White blood cell count by hour of the day. Note that (b) was smoothed using a three point running average

Other laboratory tests

Table 1 shows that in the same way that abnormal values of different types of laboratory tests have different clinical significance, tests also vary to the degree and manner in which their healthcare process dimension can be used to predict outcomes.

Table 1

Summary of results for three year survival models. Values are numbers (percentages)

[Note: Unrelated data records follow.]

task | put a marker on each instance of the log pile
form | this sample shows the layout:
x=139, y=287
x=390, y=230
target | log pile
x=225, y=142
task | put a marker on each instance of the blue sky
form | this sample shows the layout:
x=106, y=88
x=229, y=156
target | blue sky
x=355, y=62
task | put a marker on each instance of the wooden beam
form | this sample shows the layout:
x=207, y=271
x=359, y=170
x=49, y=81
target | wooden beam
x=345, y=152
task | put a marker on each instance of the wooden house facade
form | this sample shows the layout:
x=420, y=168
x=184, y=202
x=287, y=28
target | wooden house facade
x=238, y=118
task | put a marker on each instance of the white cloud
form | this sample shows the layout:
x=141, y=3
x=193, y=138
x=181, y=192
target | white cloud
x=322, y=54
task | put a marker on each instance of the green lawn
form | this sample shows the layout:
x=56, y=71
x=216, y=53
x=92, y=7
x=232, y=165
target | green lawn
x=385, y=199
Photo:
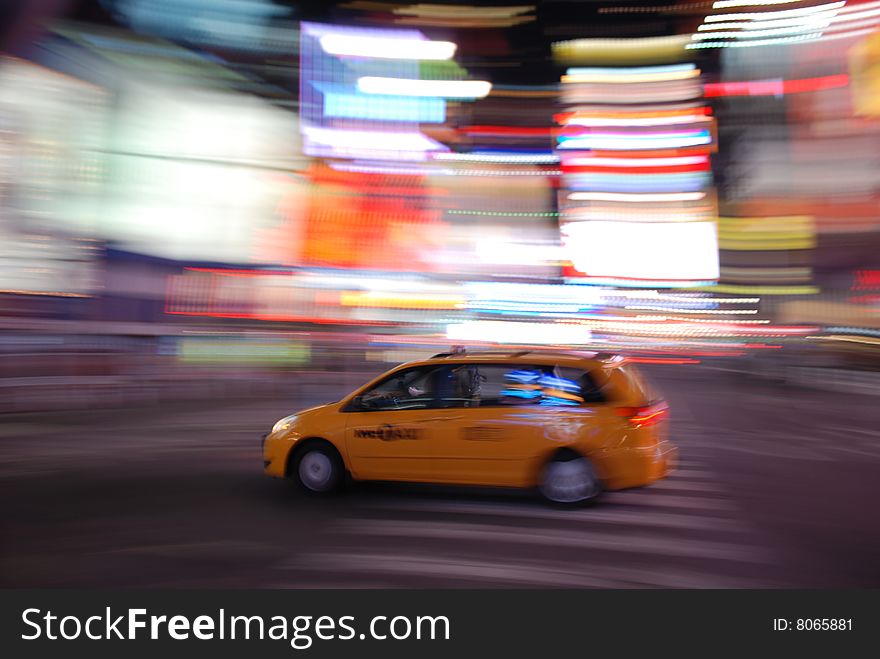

Characteristic	Singletest	Pair oftests
ASR (adjusted OR of death)
Total	272 (100)	272 (100)
<1	22 (8)	19 (7)
>1	211 (78)	193 (71)
Not significant*	39 (14)	60 (22)
Predictive models
Total	248 (100)	210 (100)
Best combined model:
ASR, patient pathophysiology, and healthcare processes	168 (68)	127 (60)
ASR and healthcare processes	32 (13)	21 (10)
ASR and patient pathophysiology	30 (12)	26 (12)
ASR	18 (7)	36 (17)
Best single model:
ASR and hour of day	104 (42)	47 (22)
ASR and day of week	14 (6)	7 (3)
ASR and time interval	NA	76 (36)
ASR and laboratory value	106 (43)	56 (27)
ASR and high or low flag	20 (8)	12 (6)
ASR	4 (2)	12 (6)

ASR=age, sex, and race; NA=not applicable

OR significance is based on Bonferroni adjusted P<0.05 (P<0.000184).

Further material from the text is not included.